Review by Tess Tabak

Who knew mushrooms could be so fascinating?

In The Beauty of the Death Cap, Nikonor, the eccentric narrator, states, “I have always preferred the company of trees and mushrooms to that of my fellow humans.” That is the gist of the book. With a wry sense of humor, Nikonor takes us on a rolling journey through his life in mushrooms. He is obsessed with fungi, and has made them his life’s work. The people he meets are another story.

Author Catherine Dousteyssier-Khoze gives us a Nabokovian narrator in Nikonor. The prose is gorgeous, with lines shifting back and forth between French and English that verge on poetry (“Encore que . . . suddenly I am seized with doubt!”). He slowly unveils a narrative, distracted along the way by tangents on everything from mushrooms to Charles Baudelaire’s missed calling as a nature poet, all with a surprisingly sharp sense of humor and a pretentious air. He speaks of death and murder as coldly and carelessly as if he were talking about picking a mushroom, musing things like, “I am a lone wolf by nature. I made the mistake of taking on a partner only once, and the attempt ended in an abject failure—one from which my associate did not recover.”

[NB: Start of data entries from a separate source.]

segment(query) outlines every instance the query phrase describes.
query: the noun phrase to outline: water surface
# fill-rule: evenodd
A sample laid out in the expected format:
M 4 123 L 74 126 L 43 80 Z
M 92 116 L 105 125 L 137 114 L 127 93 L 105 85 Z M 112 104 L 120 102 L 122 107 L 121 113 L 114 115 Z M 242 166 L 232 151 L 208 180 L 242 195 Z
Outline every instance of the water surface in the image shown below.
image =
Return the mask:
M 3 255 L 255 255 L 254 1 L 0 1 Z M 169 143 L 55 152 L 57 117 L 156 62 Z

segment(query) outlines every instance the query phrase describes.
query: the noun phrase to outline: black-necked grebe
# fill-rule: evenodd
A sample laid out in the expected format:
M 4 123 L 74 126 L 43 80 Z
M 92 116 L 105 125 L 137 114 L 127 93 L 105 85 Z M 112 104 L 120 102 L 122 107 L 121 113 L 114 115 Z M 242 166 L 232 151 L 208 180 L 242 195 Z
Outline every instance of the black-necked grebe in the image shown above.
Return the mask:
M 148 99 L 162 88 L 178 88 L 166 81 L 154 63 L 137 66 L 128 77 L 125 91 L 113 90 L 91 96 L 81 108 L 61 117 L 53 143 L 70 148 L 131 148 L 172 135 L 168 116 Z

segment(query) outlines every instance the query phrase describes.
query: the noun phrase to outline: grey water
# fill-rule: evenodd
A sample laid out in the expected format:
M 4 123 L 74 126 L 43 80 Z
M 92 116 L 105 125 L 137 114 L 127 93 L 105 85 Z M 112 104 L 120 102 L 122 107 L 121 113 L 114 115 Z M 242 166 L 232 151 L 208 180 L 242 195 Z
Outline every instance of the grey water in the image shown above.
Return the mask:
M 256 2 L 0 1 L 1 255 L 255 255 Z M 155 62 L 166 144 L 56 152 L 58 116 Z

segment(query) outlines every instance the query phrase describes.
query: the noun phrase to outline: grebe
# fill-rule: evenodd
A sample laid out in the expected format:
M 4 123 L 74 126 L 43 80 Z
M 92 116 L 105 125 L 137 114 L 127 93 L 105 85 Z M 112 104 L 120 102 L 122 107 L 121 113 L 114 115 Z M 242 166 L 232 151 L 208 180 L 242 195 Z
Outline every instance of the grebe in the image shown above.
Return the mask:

Ostensibly, Nikonor is laying out his life’s story and describing the path that led him to his crimes, but Death Cap is more about the journey than the destination. The work is verbally rich: there are descriptions of mycology that are equally poetic and scientific. Translator Tina Kover did an excellent job of capturing the language and humor of the book (you can read about her process in our Q&A with her). She blends French, English, and scientific terminology seamlessly: “All this time that mygalomorph spider has been lying in wait, crouched in some hole somewhere, watching for the right opportunity to strike, to annihilate me once and for all, une bonne fois pour toutes.”

At a slim 150 pages, Beauty of the Death Cap is a quick, engaging read. It would make an excellent holiday gift for fans of Lolita’s Humbert Humbert, or anyone who loves language and has a dry sense of humor.


The Furious Gazelle received a copy of this book in exchange for an honest review.